3 thoughts on “Are you living like a Millionaire?

  1. My gosh. “You’re clearly not under the pump, since you’re hanging out with me.”
    I don’t know this expression, so now I’m peering anxiously overhead. Am I under the pump? Yikes! It’s fairly ominous, making me think of the gas pump where I fill my car. Am I at risk of being set ablaze?!
    (Pardon my aside! Is it a common expression? I’d enjoy knowing.)

    I love this post. Too often, I see financial advice that assumes a fairly high level of prior knowledge. I’d also say that those who most need a little financial education have the least access to it.

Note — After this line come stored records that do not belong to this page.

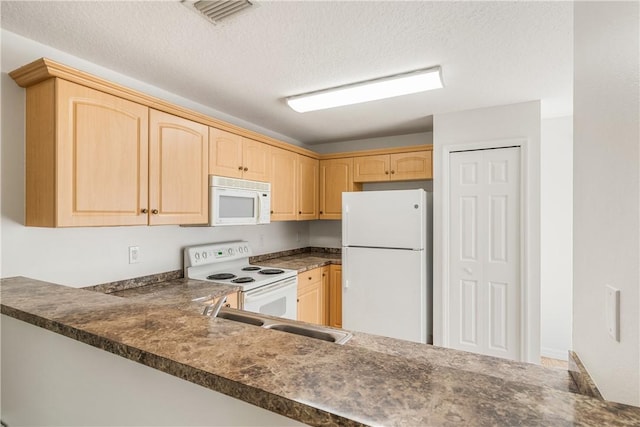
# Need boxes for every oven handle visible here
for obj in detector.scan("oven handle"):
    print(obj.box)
[244,277,298,298]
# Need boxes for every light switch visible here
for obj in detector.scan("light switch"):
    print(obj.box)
[605,285,620,342]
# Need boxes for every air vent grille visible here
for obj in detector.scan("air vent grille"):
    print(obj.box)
[193,0,253,22]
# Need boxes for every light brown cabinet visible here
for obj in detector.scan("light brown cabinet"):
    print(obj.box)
[271,147,298,221]
[150,110,209,225]
[271,147,318,221]
[319,157,362,219]
[20,78,208,227]
[327,264,342,328]
[298,268,326,325]
[209,128,271,182]
[296,154,319,221]
[353,150,433,182]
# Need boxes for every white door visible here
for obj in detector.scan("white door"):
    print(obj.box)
[342,189,427,249]
[448,147,521,360]
[342,247,431,343]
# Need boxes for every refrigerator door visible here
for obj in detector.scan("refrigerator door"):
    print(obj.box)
[342,247,430,343]
[342,189,427,249]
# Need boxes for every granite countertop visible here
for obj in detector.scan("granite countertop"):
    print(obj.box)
[0,277,640,426]
[251,250,342,273]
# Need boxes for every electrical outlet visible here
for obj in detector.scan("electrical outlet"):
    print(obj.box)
[129,246,140,264]
[605,285,620,342]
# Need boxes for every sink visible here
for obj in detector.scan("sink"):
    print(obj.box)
[265,323,336,342]
[218,307,353,344]
[217,309,265,326]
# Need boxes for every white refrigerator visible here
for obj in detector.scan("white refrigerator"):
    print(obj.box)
[342,189,433,343]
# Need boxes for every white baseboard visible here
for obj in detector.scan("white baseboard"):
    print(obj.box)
[540,347,569,360]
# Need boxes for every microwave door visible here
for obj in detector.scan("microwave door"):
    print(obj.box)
[212,188,258,225]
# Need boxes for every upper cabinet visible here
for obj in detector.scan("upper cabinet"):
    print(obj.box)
[353,150,433,182]
[18,79,208,227]
[209,128,271,181]
[271,147,298,221]
[296,154,319,221]
[271,147,318,221]
[149,110,209,225]
[26,79,149,227]
[319,157,362,219]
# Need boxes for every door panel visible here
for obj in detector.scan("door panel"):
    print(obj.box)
[149,110,209,225]
[448,147,521,360]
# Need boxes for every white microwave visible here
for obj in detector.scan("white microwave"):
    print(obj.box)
[209,175,271,226]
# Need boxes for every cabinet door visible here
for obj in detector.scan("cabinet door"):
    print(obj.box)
[242,138,271,182]
[320,158,354,219]
[271,147,298,221]
[54,79,149,226]
[390,151,433,181]
[298,268,323,325]
[353,154,390,182]
[209,128,243,178]
[329,264,342,328]
[297,155,319,221]
[321,266,331,325]
[149,110,209,225]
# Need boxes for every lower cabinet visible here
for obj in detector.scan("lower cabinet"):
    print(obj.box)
[298,268,325,325]
[328,264,342,328]
[298,265,342,328]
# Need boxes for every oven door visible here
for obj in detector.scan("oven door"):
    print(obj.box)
[242,276,298,320]
[209,187,260,225]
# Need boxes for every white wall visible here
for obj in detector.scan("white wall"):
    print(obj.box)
[573,2,640,406]
[540,116,573,360]
[0,31,309,287]
[306,132,433,154]
[433,101,540,363]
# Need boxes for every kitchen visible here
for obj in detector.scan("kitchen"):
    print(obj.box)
[2,0,638,424]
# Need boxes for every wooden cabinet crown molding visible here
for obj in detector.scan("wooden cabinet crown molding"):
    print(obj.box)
[9,58,318,159]
[320,144,433,160]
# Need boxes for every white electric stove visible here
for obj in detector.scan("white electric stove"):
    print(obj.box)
[184,241,298,320]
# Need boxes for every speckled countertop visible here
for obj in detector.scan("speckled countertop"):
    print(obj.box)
[0,277,640,426]
[251,248,342,273]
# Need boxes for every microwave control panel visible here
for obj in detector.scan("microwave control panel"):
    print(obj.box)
[186,242,252,266]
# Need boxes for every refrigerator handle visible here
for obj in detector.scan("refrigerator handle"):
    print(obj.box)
[342,247,349,289]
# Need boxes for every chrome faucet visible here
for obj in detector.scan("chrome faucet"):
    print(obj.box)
[202,295,227,317]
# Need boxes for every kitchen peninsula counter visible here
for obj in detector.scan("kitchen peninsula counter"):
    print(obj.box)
[0,277,640,426]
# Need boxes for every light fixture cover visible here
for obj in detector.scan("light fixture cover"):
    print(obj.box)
[287,67,444,113]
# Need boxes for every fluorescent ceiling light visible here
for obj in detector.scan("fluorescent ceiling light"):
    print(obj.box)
[287,67,444,113]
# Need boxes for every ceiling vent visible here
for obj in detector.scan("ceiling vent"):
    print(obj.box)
[182,0,254,24]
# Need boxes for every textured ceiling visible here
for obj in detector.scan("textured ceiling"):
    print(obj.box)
[1,1,573,144]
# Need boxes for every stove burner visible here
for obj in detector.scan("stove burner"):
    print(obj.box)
[207,273,236,280]
[259,268,284,274]
[231,277,255,283]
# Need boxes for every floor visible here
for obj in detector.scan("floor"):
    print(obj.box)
[540,357,569,370]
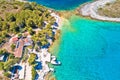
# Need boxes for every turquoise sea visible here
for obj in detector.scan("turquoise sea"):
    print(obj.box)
[29,0,120,80]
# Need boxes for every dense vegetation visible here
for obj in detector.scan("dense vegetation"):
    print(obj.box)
[98,0,120,18]
[0,0,55,45]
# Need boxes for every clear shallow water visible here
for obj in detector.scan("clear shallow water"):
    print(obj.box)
[29,0,90,10]
[55,16,120,80]
[28,0,120,80]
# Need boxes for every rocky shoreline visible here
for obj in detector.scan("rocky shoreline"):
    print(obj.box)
[79,0,120,22]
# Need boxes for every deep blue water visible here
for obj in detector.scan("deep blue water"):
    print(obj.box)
[29,0,90,10]
[28,0,120,80]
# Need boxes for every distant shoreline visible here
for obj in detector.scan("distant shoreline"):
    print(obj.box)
[78,0,120,22]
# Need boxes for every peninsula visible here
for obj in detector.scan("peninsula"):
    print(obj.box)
[79,0,120,22]
[0,0,60,80]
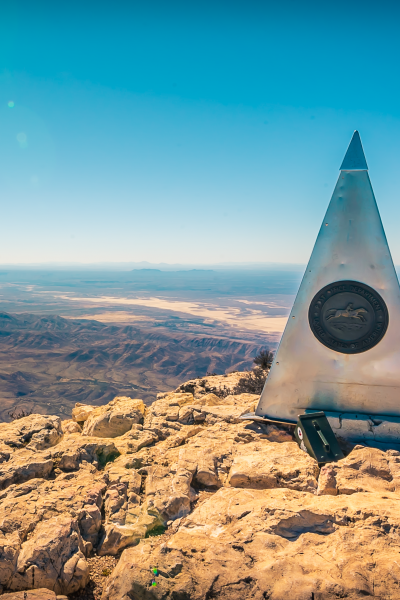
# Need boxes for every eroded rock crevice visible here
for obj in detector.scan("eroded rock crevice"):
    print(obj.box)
[0,374,400,600]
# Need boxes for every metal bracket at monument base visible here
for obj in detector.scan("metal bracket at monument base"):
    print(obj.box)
[240,411,344,464]
[305,408,400,451]
[240,408,400,451]
[294,412,344,464]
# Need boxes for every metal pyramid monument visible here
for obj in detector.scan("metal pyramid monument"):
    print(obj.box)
[256,131,400,437]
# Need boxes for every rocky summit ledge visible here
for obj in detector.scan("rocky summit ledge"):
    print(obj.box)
[0,373,400,600]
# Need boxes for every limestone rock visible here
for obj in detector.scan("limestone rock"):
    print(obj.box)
[102,488,400,600]
[72,402,100,423]
[0,449,54,490]
[82,396,145,438]
[318,446,400,496]
[1,588,60,600]
[61,419,82,433]
[8,515,89,594]
[50,434,120,471]
[228,440,319,493]
[0,415,62,450]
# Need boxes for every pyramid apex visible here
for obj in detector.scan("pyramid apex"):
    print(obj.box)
[340,130,368,171]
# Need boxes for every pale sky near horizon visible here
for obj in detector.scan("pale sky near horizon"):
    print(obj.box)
[0,0,400,264]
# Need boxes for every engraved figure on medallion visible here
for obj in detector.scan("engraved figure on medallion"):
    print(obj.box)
[309,281,389,354]
[326,302,368,322]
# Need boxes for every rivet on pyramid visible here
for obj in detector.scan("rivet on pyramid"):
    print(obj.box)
[256,131,400,448]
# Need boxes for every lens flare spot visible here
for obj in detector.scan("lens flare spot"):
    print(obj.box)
[17,131,28,148]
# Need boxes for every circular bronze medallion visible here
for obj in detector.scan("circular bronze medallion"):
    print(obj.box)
[308,281,389,354]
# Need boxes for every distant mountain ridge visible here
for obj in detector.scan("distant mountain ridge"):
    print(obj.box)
[0,312,261,420]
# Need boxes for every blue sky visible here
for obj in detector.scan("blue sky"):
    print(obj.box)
[0,0,400,264]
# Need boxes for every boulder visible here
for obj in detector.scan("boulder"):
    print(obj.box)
[82,396,145,438]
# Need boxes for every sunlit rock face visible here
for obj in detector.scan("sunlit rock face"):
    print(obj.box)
[0,373,400,600]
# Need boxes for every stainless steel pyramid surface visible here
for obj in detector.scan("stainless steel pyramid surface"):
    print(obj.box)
[256,131,400,446]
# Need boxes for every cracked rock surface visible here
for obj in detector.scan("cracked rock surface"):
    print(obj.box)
[0,373,400,600]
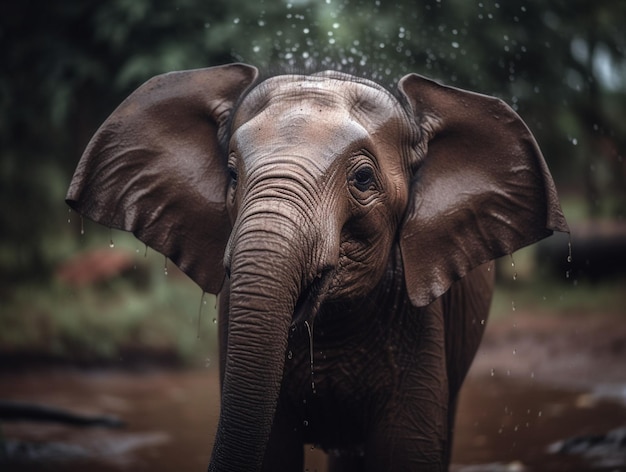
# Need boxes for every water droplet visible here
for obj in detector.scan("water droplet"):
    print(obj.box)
[196,292,208,340]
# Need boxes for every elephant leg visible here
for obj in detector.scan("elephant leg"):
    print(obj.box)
[263,403,304,472]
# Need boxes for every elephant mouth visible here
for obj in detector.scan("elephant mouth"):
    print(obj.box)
[293,269,333,325]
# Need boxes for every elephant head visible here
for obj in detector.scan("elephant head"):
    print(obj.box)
[67,64,567,470]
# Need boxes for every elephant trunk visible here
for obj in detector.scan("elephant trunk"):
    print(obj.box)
[209,205,330,471]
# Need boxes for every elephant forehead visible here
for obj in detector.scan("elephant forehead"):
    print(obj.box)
[233,72,404,133]
[231,102,375,163]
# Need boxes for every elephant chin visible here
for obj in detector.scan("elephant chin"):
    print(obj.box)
[293,270,333,326]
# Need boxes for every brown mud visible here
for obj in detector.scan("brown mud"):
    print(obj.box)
[0,313,626,472]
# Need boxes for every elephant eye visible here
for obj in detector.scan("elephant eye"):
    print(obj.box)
[354,166,374,192]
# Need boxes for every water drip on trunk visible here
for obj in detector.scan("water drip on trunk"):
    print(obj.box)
[304,321,316,394]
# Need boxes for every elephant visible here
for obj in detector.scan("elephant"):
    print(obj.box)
[66,64,568,472]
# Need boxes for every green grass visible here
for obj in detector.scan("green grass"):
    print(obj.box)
[0,247,217,365]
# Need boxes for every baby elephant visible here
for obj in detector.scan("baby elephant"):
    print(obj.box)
[67,64,568,472]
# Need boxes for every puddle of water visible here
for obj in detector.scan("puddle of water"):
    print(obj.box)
[0,369,626,472]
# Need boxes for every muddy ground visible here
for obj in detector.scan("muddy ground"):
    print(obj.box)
[0,312,626,472]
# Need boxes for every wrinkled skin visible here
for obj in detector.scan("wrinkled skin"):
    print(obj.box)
[67,64,568,471]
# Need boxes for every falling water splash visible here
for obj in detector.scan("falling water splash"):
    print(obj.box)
[565,233,572,279]
[304,321,316,394]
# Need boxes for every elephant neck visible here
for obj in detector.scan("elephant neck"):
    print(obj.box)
[308,247,419,347]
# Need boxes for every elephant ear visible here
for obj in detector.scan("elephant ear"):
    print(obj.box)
[66,64,257,293]
[399,74,569,306]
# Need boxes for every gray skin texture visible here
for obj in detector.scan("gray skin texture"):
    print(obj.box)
[67,64,568,471]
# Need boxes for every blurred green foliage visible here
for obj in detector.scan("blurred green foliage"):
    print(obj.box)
[0,0,626,362]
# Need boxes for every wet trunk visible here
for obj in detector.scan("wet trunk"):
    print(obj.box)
[209,216,303,472]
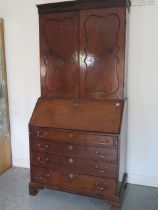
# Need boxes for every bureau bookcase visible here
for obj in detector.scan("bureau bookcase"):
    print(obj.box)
[29,0,130,209]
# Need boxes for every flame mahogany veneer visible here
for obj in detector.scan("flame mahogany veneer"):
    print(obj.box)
[29,0,130,210]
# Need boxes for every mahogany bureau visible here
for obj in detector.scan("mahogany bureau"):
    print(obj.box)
[29,0,130,210]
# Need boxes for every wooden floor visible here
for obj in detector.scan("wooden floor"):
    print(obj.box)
[0,168,158,210]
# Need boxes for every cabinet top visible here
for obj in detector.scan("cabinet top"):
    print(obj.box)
[37,0,131,14]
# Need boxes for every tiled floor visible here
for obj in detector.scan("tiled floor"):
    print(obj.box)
[0,168,158,210]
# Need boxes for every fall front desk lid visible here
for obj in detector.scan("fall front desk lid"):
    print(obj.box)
[29,98,124,134]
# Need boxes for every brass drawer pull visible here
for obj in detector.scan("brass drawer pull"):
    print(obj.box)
[68,174,75,179]
[37,144,49,151]
[39,174,50,180]
[38,157,49,163]
[69,158,74,163]
[95,182,108,190]
[95,166,108,173]
[37,131,48,138]
[68,144,74,150]
[68,133,75,139]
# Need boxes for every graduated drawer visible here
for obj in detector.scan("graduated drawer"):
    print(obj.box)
[31,127,117,147]
[31,152,117,178]
[31,140,117,161]
[31,168,116,196]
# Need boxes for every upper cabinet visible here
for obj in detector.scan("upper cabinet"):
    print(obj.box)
[40,2,126,100]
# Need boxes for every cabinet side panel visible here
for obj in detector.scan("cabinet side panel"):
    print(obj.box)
[119,101,128,182]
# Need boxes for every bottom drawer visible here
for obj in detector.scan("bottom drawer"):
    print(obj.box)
[31,168,116,196]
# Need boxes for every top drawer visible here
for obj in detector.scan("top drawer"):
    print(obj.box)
[30,127,118,147]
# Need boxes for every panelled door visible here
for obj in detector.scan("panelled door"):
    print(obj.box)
[80,8,126,100]
[40,12,79,98]
[40,8,126,100]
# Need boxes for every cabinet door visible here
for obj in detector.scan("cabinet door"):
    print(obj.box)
[80,8,126,99]
[40,12,79,98]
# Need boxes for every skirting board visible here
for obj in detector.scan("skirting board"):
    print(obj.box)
[12,157,30,168]
[13,158,158,187]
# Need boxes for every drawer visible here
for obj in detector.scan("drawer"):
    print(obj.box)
[31,127,117,147]
[31,140,117,161]
[31,168,116,196]
[31,152,117,178]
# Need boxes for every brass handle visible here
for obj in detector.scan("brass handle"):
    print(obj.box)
[37,131,48,138]
[69,174,74,179]
[116,103,120,107]
[95,166,108,173]
[96,151,105,158]
[38,157,49,163]
[95,182,108,190]
[68,133,75,139]
[68,144,74,150]
[74,101,80,107]
[39,174,50,180]
[37,144,49,151]
[97,138,110,144]
[69,158,74,163]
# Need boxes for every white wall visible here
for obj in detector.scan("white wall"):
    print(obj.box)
[0,0,158,186]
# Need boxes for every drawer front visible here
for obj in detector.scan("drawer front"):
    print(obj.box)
[31,140,117,161]
[31,152,117,178]
[31,127,117,147]
[32,168,116,196]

    I feel so strongly about this, and proseletyzed to many minimum wage co-workers when I worked in a bookstore for a few years between my professional career and staying home with my kids:
    You can, and SHOULD, begin targeting saving and then investing no matter how little money you’ve got.

    I give my young teen an allowance, and I have insisted that he save a portion of it. He’s also expected to save a (smaller) percentage of money he earns or gets as gifts. He’s found that pretty annoying as a child. But now, he has enough cash that we’ve advanced to purchasing Certificates of Deposit (CDs) from our bank. These require a miminum deposit ($500) and pay a higher rate for locking the money up for a set time. He’s pretty impressed with himself to have “so much money” in the bank.

    He has this money because he saved tiny amounts routinely over a period of years. I’m hoping he’ll take the message that this should be a habit he keeps forever. If he can begin his adult life with $2000 in the bank as an emergency fund, he will be so far ahead of so many young people. We’ll see if the lessons stick. 🙂

    Liked by 1 person

    1. It really does, doesn’t it? A lot of financial stress seems to disappear if you know you’re not going to be getting any angry red letters in the mail!